Compete, nos termos do n.º 2 do
art.º 232.º, à Assembleia Legislativa da região autónoma respetiva “apresentar
propostas de referendo regional, através do qual os cidadãos eleitores recenseados
no respetivo território possam, por decisão do Presidente da República, ser
chamados a pronunciar-se diretamente, a título vinculativo, acerca de questões
de relevante interesse específico regional”. Também o art.º 256.º prevê as
condições de instituição em concreto das regiões administrativas e o modo de
fazer a consulta aos eleitores para o efeito (decide o Presidente
por proposta da AR nos termos da respetiva lei orgânica).
Os n.os 3, 4, 5 e 7 do
art.º 115.º limitam e/ou excluem
do referendo algumas matérias. O n.º 6
estabelece que um referendo “recairá sobre uma só matéria, devendo
as questões ser formuladas com objetividade, clareza e precisão e para
respostas de sim ou não, num número máximo de perguntas a fixar
por lei, a qual determinará igualmente as demais condições de formulação e efetivação
de referendos”. O n.º 8 estipula que o Presidente da República submete ao Tribunal
Constitucional “a fiscalização preventiva obrigatória da
constitucionalidade e da legalidade as propostas de referendo que lhe tenham sido
remetidas pela AR ou pelo Governo”. E o n.º 10 estabelece que “as propostas de referendo recusadas
pelo Presidente da República ou objeto de resposta negativa do eleitorado não
podem ser renovadas na mesma sessão legislativa, salvo nova eleição da Assembleia
da República, ou até à demissão do Governo”.
***
Concluindo, a decisão do referendo é mesmo uma
competência do Presidente da
República no
quadro das competências para a prática de atos próprios, mas tem de se encarar
no contexto do equilíbrio ou contrapeso dos poderes.
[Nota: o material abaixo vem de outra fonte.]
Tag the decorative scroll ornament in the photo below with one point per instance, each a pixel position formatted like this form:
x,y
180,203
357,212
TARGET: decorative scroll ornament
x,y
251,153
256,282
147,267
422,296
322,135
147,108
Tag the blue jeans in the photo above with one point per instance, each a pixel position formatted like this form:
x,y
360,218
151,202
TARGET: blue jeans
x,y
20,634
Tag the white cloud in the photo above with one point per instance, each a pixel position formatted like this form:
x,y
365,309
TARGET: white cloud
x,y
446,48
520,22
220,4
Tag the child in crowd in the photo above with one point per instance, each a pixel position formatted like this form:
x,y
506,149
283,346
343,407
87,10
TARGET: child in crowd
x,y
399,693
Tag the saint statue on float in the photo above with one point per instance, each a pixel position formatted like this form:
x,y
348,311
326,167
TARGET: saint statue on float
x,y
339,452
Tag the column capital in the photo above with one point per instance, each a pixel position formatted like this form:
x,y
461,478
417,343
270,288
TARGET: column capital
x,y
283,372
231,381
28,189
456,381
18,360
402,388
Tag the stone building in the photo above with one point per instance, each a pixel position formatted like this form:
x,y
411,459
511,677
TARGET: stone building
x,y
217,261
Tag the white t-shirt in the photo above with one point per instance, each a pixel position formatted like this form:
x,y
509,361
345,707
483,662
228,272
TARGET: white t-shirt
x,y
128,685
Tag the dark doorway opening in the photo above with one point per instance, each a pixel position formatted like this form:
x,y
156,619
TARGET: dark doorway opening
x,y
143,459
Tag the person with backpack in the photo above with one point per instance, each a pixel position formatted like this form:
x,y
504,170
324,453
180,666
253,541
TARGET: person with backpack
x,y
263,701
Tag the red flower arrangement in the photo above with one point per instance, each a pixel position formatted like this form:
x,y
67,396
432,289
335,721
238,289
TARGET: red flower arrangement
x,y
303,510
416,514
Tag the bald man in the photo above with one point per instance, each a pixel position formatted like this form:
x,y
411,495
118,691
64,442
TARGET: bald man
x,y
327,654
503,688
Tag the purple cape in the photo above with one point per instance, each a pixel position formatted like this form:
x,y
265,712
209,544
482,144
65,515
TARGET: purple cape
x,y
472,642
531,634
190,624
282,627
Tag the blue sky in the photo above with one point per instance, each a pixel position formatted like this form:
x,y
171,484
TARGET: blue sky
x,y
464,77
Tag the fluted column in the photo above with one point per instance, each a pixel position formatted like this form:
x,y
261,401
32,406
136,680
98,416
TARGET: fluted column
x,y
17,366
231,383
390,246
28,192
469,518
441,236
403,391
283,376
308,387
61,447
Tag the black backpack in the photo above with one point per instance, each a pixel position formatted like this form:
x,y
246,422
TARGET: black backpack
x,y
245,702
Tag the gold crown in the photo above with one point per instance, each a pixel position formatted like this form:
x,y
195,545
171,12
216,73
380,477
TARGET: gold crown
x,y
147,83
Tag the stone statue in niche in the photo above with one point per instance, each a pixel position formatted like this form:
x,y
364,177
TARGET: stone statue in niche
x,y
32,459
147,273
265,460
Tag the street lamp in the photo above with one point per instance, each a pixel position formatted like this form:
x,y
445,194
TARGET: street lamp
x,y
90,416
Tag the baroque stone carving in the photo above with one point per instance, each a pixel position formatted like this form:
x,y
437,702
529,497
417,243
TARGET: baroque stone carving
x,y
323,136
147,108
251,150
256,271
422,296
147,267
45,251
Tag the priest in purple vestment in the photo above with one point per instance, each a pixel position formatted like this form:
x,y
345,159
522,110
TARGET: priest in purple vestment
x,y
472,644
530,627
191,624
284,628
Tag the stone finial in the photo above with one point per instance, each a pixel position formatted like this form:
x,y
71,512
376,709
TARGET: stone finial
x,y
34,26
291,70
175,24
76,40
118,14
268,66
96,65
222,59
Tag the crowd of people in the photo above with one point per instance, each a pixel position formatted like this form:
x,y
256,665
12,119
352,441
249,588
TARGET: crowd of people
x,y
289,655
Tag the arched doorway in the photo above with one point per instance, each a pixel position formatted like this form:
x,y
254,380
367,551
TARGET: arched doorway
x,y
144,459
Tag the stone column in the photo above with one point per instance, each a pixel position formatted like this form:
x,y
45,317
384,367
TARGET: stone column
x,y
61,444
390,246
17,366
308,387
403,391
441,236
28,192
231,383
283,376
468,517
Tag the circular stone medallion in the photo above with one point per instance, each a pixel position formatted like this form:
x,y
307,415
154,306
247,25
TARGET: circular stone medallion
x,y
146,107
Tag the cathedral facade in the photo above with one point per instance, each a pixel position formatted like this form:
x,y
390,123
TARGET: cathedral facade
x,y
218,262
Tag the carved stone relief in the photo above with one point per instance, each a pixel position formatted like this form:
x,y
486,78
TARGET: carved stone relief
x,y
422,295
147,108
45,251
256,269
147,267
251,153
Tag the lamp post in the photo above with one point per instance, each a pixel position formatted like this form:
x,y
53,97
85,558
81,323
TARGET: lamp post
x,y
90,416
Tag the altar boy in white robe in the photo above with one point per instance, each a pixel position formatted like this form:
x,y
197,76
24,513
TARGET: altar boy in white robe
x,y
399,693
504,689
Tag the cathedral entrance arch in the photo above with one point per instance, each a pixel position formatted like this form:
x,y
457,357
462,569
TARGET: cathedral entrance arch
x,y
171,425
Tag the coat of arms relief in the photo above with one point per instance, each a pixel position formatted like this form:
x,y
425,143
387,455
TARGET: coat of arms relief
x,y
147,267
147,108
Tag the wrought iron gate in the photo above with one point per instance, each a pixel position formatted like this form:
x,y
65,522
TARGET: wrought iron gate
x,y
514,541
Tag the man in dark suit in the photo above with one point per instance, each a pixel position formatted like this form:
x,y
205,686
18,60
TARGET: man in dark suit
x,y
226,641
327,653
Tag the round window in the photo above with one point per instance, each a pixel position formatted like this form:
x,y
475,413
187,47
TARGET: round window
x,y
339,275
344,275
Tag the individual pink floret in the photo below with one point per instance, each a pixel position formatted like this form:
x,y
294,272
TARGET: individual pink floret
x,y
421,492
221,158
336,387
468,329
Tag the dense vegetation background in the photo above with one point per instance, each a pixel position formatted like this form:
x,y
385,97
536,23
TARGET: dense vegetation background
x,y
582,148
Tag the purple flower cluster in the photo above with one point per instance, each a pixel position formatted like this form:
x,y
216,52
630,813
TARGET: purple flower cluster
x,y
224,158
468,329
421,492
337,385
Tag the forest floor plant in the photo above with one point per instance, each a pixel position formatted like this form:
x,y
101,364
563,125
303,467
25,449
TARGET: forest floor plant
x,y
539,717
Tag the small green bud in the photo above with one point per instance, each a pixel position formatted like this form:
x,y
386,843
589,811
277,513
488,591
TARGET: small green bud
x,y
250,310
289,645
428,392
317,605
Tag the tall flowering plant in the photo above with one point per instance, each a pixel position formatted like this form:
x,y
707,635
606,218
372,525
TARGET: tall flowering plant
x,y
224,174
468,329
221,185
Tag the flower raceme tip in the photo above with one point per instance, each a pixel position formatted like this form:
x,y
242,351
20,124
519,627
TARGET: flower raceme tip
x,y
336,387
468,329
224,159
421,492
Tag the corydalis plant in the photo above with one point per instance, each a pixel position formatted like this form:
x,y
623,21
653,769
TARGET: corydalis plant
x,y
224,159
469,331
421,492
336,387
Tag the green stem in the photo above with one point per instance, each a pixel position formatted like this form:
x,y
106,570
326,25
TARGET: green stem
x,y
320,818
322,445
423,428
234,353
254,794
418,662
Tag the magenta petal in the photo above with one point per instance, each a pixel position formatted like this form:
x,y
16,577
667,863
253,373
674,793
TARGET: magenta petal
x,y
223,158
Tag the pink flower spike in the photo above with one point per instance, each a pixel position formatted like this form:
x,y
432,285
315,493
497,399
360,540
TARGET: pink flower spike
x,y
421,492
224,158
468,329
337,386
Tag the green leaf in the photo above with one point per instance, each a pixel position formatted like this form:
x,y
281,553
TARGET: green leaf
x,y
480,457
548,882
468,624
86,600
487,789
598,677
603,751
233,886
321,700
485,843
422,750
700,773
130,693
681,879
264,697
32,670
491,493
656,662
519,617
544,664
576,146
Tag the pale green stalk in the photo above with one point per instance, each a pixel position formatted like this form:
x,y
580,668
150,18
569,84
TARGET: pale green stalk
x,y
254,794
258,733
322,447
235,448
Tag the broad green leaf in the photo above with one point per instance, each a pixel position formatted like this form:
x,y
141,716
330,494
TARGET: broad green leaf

Implica a proposta da AR,
do Governo ou da respetiva Assembleia Legislativa regional (em matérias de interesse regional) e a obrigatoriedade
de fiscalização prévia da parte do TC. Ademais, o BE não mostrou ignorar as competências
presidenciais, mas fez um aviso ao líder do partido do Governo, que também tem
capacidade para, de certo modo, influenciar o agendamento das matérias na AR.
Por isso, o Presidente não pode pôr-se em bicos de pés,
pois, como se vê, o nosso sistema está longe de ser um sistema presidencialista.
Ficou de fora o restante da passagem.